Prezydent Bronisław Komorowski podpisał nowelizację ustawy, ale w Kancelarii nadal trwają analizy dot. zgodności ustawy z Konstytucją. Prezydent zamierza skierować część zapisów nowelizacji do Trybunału Konstytucyjnego, PiS chce tam skierować cały projekt.

Zdaniem PO

Poseł Marcin Kierwiński, członek sejmowej Komisji Finansów Publicznych: "Nowelizacja ustawy o SKOK-ach zapewni większe bezpieczeństwo oszczędności Polaków zgromadzonych w Kasach oraz do stabilności SKOK-ów, a tym samym sektora finansowego. Ustawa zapewni osobom korzystającym z Kas taką samą ochronę zgromadzonych funduszy, jaką oferują banki, ponieważ zgodnie z nowelizacją, depozyty zgromadzone w SKOK-ach zostaną objęte gwarancjami Bankowego Funduszu Gwarancyjnego. Warto dodać, że Komisja Nadzoru Finansowego będzie nadzorować działalność SKOK-ów, co dodatkowo wzmocni bezpieczeństwo zgromadzonych funduszy.

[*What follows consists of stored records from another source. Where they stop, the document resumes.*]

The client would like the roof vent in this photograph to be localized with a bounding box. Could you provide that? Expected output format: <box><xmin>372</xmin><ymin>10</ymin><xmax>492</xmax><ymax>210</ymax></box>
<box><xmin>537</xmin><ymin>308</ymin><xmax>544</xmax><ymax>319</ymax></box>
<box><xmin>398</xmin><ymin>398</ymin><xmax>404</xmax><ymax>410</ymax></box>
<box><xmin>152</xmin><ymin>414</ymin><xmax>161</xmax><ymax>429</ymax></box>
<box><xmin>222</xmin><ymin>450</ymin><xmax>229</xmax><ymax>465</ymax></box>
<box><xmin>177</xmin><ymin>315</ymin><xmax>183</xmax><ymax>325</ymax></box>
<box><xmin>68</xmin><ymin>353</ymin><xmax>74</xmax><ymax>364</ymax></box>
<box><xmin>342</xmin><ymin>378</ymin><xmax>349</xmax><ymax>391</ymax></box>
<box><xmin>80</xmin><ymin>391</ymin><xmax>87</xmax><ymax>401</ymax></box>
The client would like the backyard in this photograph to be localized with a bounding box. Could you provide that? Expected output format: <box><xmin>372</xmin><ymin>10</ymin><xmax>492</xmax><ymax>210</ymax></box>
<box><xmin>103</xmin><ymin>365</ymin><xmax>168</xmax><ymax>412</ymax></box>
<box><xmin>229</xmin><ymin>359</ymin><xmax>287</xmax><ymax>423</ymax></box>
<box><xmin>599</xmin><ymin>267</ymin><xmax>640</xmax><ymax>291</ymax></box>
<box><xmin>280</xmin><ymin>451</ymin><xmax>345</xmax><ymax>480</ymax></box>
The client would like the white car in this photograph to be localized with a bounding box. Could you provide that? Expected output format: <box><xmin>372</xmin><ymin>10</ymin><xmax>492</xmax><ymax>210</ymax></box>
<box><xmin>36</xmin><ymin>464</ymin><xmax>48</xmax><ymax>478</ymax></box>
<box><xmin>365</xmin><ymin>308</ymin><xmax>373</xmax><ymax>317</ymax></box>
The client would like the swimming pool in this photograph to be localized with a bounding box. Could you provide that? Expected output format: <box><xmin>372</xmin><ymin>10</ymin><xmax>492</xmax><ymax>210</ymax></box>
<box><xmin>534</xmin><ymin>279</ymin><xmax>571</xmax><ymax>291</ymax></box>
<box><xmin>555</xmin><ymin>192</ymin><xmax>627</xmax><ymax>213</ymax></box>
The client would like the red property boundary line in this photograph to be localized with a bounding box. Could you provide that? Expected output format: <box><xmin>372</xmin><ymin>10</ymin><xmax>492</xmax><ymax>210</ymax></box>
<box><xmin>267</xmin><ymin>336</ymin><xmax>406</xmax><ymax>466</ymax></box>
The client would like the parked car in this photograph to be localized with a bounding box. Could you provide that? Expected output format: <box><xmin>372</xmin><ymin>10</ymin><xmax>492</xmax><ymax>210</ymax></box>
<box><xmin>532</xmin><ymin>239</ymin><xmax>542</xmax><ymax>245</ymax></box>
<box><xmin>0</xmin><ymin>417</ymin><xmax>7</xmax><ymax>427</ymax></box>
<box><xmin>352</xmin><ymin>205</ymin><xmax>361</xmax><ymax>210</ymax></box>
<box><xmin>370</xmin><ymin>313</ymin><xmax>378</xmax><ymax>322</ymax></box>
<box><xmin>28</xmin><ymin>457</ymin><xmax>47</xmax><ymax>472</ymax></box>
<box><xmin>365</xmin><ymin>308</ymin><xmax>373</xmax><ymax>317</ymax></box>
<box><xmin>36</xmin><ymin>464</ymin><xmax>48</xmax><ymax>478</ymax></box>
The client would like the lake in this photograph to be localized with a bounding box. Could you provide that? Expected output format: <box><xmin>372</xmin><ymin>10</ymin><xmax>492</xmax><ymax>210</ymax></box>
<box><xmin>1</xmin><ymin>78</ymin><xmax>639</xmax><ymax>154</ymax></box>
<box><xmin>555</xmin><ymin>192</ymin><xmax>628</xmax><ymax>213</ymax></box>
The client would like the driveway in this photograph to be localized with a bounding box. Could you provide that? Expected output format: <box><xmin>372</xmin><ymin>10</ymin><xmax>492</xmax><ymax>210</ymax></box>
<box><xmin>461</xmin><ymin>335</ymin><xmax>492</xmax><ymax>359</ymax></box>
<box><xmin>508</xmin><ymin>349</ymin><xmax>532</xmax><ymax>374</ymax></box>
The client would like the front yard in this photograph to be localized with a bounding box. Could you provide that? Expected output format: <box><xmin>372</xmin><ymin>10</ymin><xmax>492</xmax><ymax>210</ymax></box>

Co do samej skargi do Trybunału Konstytucyjnego: nie jest dziwne, że Prawo i Sprawiedliwość złożyło wniosek do Trybunału Konstytucyjnego, skarżąc podpisaną nowelizację, ponieważ od zawsze broniło Spółdzielczych Kas Oszczędnościowo-Kredytowych."

Zdaniem KNF

Maciej Krzysztoszek z biura prasowego KNF: "Komisja Nadzoru Finansowego już od 2009 roku wskazywała na potrzebę objęcia depozytów gromadzonych przez SKOK publicznym systemem gwarancji oraz wyposażenia Komisji w narzędzia umożliwiające sprawowanie efektywnego nadzoru nad systemem SKOK. Podpisana nowelizacja ustawy doprecyzowuje część obowiązujących dotychczas zapisów, m.in. uszczegóławia kwestie związane ze sprawozdawczością Kas, ewentualnym postępowaniem restrukturyzacyjnym lub likwidacyjnym podmiotów, w tym dopuszcza możliwość przejęcia zagrożonej Kasy przez bank krajowy na warunkach określonych w ustawie. Wszystkie te zmiany mają na celu zwiększenie efektywności sprawowanego nadzoru, a co za tym idzie zwiększenie bezpieczeństwa w systemie i środków deponowanych w SKOK.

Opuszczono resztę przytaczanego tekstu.